Machine Discovery (3 credits)


Instructor: Prof. Shou-de Lin (

Classroom: CSIE 107

Meeting Time: Friday 9:10am-12:10pm

Office Hour:   By Appointment

TA: Wei-Chi Lai (

Course Description:

This course discusses how machine can automatically perform or (assist human in performing) discovery tasks. It will cover three main themes: the instructor will go through several promising modeling techniques for MD, discuss some useful computational methods for MD, and introduce several exemplary/classic MD systems. Students are expected to not only comprehend the theoretical issues behind machine discovery but also have hands on experience in designing a discovery system. 
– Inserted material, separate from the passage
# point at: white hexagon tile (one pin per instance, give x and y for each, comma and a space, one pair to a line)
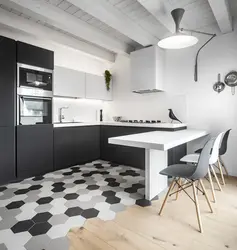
37, 213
Also please refer to "Machine-Discovery - the Popular Science View".


Homework and Presentation: (30%)
Programming Assignments: (35%)
Final Project (35%)

Recommend Readings:

B1: "Machine Discovery", Jan Zytkow, 1997

B2: "Knowledge Discovery and Measures of Interest", Robert J. Hilderman, Howard J. Hamilton, 2001

Papers to be presented

Machine Discovery Principle Group:

    MD1. Herbert A. Simon, "Machine Discovery" and comments (B1, p171-p224)

    MD2: Wei-Min Shen "The Process of Discovery" (B1, p233-251)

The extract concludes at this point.